A friend of our’s received a telephone call from someone purporting to be from the CRA. Knowing that he has no problems with his taxes (done by an accountant), he treated the caller, almost immediately, with a barrage of rather nasty language and a hearty hang-up.  It had been one of about a CRA call a week he was fielding from obvious off-shore call centers – the kind where you wait 20 seconds for the caller to say something while you listen to a jabber of background voices dunning other victims.

About a week later, our pal received a letter. This one looked phony as hell.  The type didn’t fit well on the page and looked rough. The bottom return address and telephone information was jammed together and came close to running off the page.  Yet, there was something about the letter. It referenced the early telephone call and gave the name and number of a CRA agent.

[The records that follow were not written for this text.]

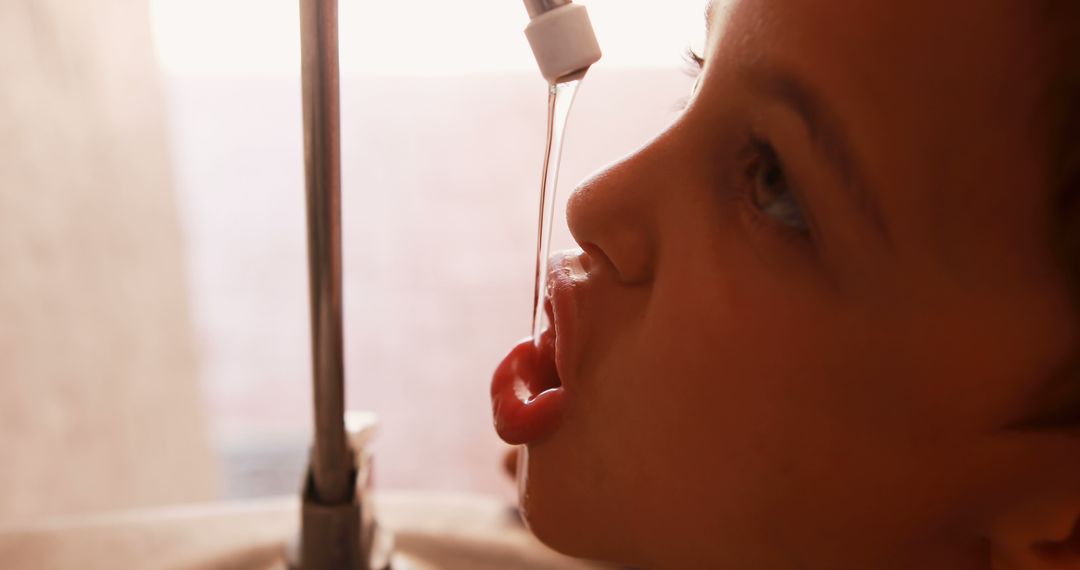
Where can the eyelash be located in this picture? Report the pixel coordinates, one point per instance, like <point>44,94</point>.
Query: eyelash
<point>694,65</point>
<point>759,153</point>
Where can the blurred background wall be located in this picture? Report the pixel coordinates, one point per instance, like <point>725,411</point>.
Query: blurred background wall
<point>443,126</point>
<point>99,402</point>
<point>153,328</point>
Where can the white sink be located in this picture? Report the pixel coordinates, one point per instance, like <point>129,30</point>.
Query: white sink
<point>431,531</point>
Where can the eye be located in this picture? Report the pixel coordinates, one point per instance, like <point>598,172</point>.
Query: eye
<point>769,190</point>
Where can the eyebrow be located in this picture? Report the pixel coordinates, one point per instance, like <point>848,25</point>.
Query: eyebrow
<point>826,132</point>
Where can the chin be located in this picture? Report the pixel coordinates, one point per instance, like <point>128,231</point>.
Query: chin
<point>563,509</point>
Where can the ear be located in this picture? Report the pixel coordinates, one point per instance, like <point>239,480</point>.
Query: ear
<point>1043,537</point>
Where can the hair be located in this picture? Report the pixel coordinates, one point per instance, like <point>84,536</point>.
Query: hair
<point>1057,401</point>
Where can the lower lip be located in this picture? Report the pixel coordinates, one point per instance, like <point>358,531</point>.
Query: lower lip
<point>527,396</point>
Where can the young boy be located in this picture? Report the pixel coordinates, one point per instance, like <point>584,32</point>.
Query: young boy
<point>827,320</point>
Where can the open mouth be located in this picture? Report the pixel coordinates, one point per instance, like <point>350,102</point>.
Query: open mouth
<point>527,392</point>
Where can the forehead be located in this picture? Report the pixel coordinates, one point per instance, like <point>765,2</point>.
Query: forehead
<point>944,102</point>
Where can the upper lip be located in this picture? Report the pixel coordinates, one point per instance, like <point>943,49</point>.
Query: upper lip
<point>566,276</point>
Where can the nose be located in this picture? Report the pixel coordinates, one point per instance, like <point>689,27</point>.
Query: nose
<point>612,218</point>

Our friend isn’t dumb enough to call a number provided in such a missive. He looked up the number of his local CRA office at the CRA’s website, checked that number with information he had on his tax forms and with Bell information.  Finally, he telephoned the verified, real CRA.  He was transferred to the agent named in the letter who had a minor question to ask.  Sure enough, this one call out of several dozen phishing calls was from the CRA. Our friend explained his earlier hang-up but didn’t apologize for his language.  The CRA agent admitted his agency was used regularly by the scammers and that this was a ‘problem.’  Our friend figures the CRA deserves a bit of rough language if they can’t fix their own problems with scammers.  If anyone could put in effective safeguards, it’s this agency!

Don’t misunderstand; our friend likes the CRA and has found them highly competent, friendly, concerned and even compassionate. However, he despises the hackers and scammers. He wishes the CRA would find ways to frustrate the crooks – cleaning up their own letters might help – because he hates the idea of people being threatened into sending money to phony tax agents in various havens of criminal call centers.

The moral of this story is that crooks are out there using even the name of the Canada Revenue Agency to con victims – and they are harming the reputations and the communications of legitimate organizations as they do it.  It’s time, not only for everyone to be extra cautious, but for the organizations and governments to take giant steps to stop these bad actors.